And I wonder, if Easter always BEGINS at that place – with a willingness to embrace the mystery of an emptiness, a nothing. 

     Easter does not start with ecstasy or joy or celebration. There is never an “Oh my gosh, this is amazing!”  There is just this: a willingness to EMBRACE a MYSTERY. “Their story seemed like nonsense” to the other disciples.
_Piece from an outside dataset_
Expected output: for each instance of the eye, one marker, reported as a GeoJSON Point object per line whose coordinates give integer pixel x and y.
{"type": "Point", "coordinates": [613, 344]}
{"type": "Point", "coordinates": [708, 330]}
Doesn’t it always seem like nonsense?  How can there be life from this violation? these charred remains?  this empty tomb?  AND YET, Peter runs to the tomb – he runs because SOMETHING in him says there is more to this mystery.  This stubborn muscle called hope said ‘nothing’/an empty tomb cannot be the end of this one in whom he knew such life and healing and love and challenge.  So he runs, and that running to embrace the mystery of suffering – is the beginning of HOPE that will not die— NOT because of Peter, but because of the POWER of God that will not burn up or be buried.

      And isn’t that, at least on some level, exactly why we are here?  We too, have known the ashes of our own cathedrals, the loss of our innocence, the betrayals of our blind trusts.  We too, know what it is like to wake up with a hole in the middle of our hearts and lives where a loved one lived, where a failure has burned, where we experience the emptiness of our own striving.  Like the women first to the tomb, like the apostles that first Easter morning, what we sometimes know best is nothing –no thing – just a profound emptiness and loss.  

And the temptation is to rush to the resurrection. Religion goes bad when we do that.  When we try to skip over the sadness, the loss, the suffering before it can teach us and shape us – BEFORE GOD can use it to mold the resurrection in us.  But perhaps the fires of Notre Dame can teach us a different path this year.

     IF we surrender to the mystery of what is before us, if we embrace our deepest sin, our largest failure, and HOLD IT in the mystery of God’s love, then, like the people of France, we can find hope in the ashes. Then like the disciples, like the women, we can wait upon the POSSIBIITY of what God is up to even in the emptiness. You see, that is where God does his best work – at all the places where we only know death, only know loss and an empty tomb.  And that muscle called hope sends US running to the tombs of our own lives somehow trusting, like Peter, that this emptiness is not the final story.  Believing that the God who raised Jesus from the dead will also raise us with him.

    Lent began for us in the ashes that marked our foreheads.  For the people of Paris, and by extension, us, this year it ends in ashes. But, as the smoke clears, we begin to see that buried in the ashes, in the nothingness that used to be their cathedral, is the beginning of something new.  And if you trust enough to enter into the mystery of emptiness and loss, then Easter can come early for you, as it did for the people of Paris.  And God the father can work on that little muscle that made all the difference for the women, for Peter and for the people of Paris – HOPE!